The NFκB transcription factor (TF) family regulates the expression of genes involved in cell survival and immune responses (Beg and others 1995; Beg and Baltimore 1996; Van Antwerp and others 1996; Wang and others 1996). In mammals, the NFκB family of related proteins includes NFκB1 (p105 processed to p50), NFκB2 (p100 processed to p52), RelA (p65), RelB, and cRel. Both p50 and p52 lack a transcription activation domain, and as homodimers function as repressors. In contrast, p65, cRel, and RelB have a transcription activation domain, and thus when complexed with p50 or p52 are capable of activating transcription. Although p50:p65 and p52:RelB heterodimers are the NFκB complexes most often observed in cells, other Rel heterodimers also form. Recent studies identified that IFN induces NFκB activation through both a classical pathway that results in the formation of p50:NFκB dimers through IκB degradation, and an alternative pathway that results in the formation of p52:NFκB dimers through a NFκB-inducing kinase (NIK)/tumor necrosis factor (TNF) receptor-associated factors (TRAF)-dependent pathway (Yang and others 2001; Pfeffer and others 2004; Yang and others 2005a; Wei and others 2006). Moreover, a subset of ISGs are regulated by NFκB, and appear to play important roles in IFNs' biological actions.

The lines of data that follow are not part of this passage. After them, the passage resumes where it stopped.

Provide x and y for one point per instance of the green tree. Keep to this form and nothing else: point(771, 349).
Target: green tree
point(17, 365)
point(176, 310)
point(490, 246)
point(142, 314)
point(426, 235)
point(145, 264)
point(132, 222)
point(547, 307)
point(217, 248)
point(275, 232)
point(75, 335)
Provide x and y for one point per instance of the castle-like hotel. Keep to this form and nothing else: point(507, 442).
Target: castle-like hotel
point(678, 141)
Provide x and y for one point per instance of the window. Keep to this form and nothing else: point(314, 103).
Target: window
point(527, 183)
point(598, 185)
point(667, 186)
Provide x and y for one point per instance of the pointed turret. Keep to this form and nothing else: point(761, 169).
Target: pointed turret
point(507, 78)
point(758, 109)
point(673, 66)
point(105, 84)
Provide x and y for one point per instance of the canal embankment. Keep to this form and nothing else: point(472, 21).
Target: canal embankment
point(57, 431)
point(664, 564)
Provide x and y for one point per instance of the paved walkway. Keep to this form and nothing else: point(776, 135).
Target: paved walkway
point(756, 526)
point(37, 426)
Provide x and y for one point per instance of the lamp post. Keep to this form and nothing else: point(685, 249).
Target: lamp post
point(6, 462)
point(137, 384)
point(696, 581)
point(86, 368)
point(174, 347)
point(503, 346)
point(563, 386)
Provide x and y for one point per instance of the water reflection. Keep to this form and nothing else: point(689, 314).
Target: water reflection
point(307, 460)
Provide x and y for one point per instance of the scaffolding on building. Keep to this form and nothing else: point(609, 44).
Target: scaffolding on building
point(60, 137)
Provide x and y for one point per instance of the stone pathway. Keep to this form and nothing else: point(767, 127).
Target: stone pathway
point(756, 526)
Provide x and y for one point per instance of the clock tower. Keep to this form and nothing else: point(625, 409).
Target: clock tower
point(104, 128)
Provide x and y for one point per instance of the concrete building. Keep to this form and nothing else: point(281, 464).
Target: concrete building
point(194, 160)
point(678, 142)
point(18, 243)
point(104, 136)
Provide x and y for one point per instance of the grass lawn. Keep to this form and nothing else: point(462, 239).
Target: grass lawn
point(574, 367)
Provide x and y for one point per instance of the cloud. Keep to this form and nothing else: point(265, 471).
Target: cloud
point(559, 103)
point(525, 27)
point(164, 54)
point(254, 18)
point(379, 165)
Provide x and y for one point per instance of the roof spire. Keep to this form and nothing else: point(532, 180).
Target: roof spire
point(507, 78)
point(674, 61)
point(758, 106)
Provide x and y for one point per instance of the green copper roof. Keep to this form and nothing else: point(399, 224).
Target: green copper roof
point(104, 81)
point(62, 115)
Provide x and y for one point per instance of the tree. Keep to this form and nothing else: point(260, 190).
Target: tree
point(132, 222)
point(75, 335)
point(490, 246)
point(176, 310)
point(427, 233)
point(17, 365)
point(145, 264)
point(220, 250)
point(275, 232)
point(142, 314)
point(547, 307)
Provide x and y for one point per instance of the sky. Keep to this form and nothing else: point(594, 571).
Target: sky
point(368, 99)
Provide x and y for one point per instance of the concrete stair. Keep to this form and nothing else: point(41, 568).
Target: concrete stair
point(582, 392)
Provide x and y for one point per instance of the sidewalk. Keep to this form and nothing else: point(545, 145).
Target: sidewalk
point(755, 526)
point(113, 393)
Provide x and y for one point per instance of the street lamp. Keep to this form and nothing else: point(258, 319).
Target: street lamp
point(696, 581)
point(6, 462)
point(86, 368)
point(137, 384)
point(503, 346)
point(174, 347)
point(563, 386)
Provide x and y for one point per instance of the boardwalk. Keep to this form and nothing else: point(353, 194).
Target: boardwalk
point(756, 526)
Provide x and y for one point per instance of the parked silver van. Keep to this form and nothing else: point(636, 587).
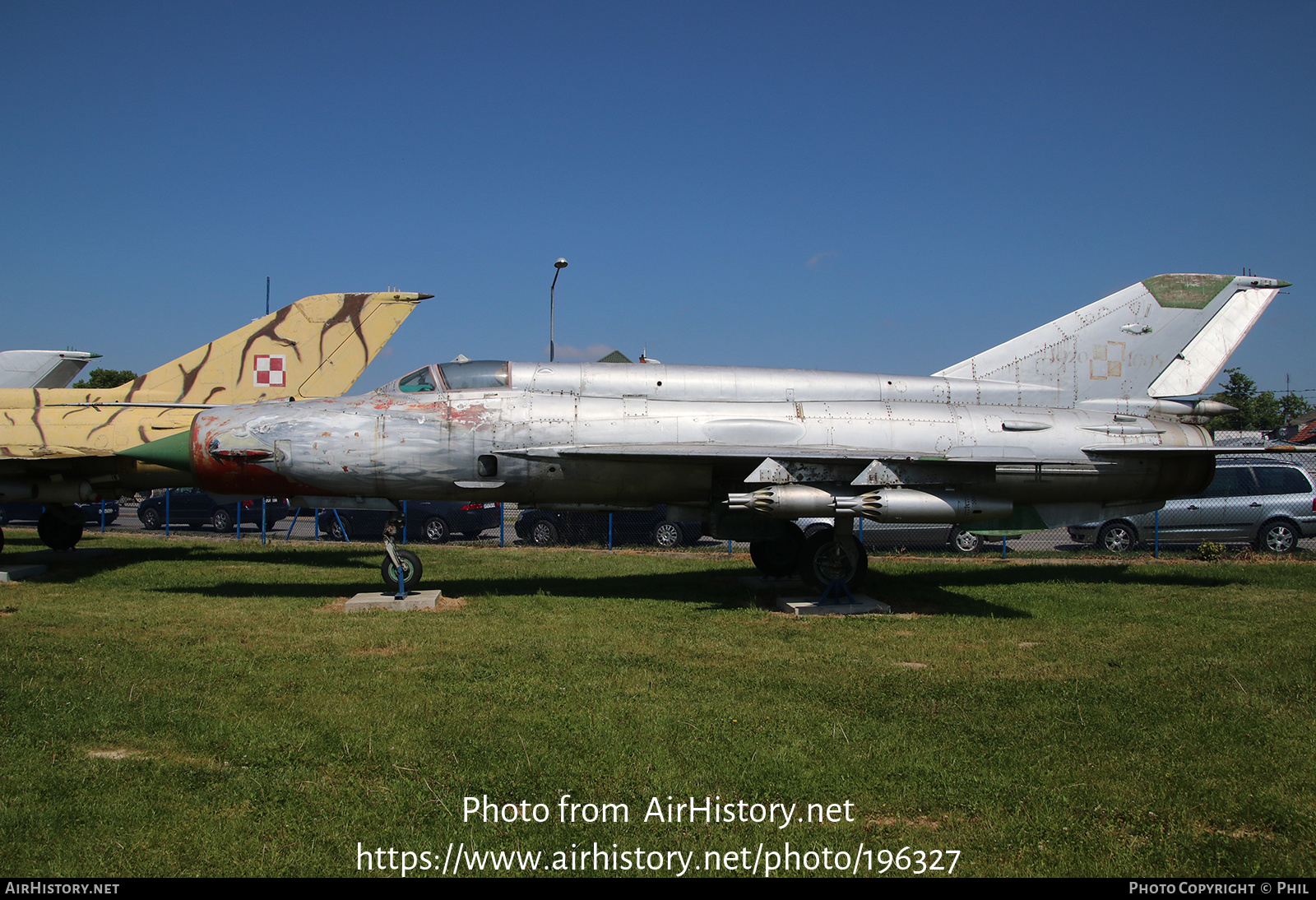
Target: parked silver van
point(1267, 504)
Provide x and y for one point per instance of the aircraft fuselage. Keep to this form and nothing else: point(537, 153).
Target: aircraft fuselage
point(622, 436)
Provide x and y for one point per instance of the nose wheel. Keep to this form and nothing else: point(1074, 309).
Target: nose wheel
point(401, 568)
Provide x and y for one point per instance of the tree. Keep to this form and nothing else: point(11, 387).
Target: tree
point(1294, 406)
point(105, 378)
point(1258, 411)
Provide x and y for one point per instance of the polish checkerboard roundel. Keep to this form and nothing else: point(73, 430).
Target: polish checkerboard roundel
point(270, 370)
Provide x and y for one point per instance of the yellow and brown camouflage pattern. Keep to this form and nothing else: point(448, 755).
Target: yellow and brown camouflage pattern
point(326, 342)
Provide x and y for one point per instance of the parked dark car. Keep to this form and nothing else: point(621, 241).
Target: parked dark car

The coordinated regulation of gene expression by extracellular signals requires the interplay between multiple TFs that selectively bind to gene promoters with spatial and temporal precision (Bluthgen and others 2005). Comprehensive analysis of motifs in gene promoters by phylogenetic footprinting or Bayesian clustering has been useful in constructing regulatory networks in mammalian cells (Qin and others 2003; Xie and others 2005). Combining gene expression profiling with promoter analysis may significantly improve identification of novel gene regulatory networks based on the assumption that co-regulated genes share common TF-binding sites and regulatory factors. However, due to the complexity of mammalian promoters, genes often contain potential binding sites for several TFs, making identification of regulatory programs very difficult. More sophisticated probabilistic graphical models have been explored to identify critical regulators, which are themselves transcriptionally regulated by differing stimuli (Segal and others 2003; Li and others 2005). Also, combination of promoter analysis and gene function information in human curated Gene Ontology database has had some success in identifying meaningful gene regulatory mechanisms (Bluthgen and others 2005). However, as with any human curated index, Gene Ontology may have limited usefulness because it is incomplete and contains broad functional index terms. Therefore, integration of functional information extracted from the primary literature would substantially improve these approaches.
Classical information retrieval and information extraction methods have recently been employed to mine the biomedical literature to elucidate gene/protein function and regulatory networks (Krallinger and others 2005; Rebholz-Schuhmann and others 2005). Information retrieval involves term matching and may include Boolean method or lexical matching methods common to natural language processing (Jenssen and others 2001; Yandell and Majoros 2002). However, these methods are limited in that they rely solely on known relationships. On the other hand, information extraction involves mathematical modeling of text, for example, by vector-space or statistical (Bayesian) approaches (Shatkay and Feldman 2003), which can deduce relationships from the literature even in the absence of a direct link. We previously developed a method using Latent Semantic Indexing (LSI) to identify gene relationships with high precision from titles and abstracts in MEDLINE citations (Homayouni and others 2005). In addition, we showed that this method identified both known (explicit) as well as unknown (implicit) gene relationships from the literature.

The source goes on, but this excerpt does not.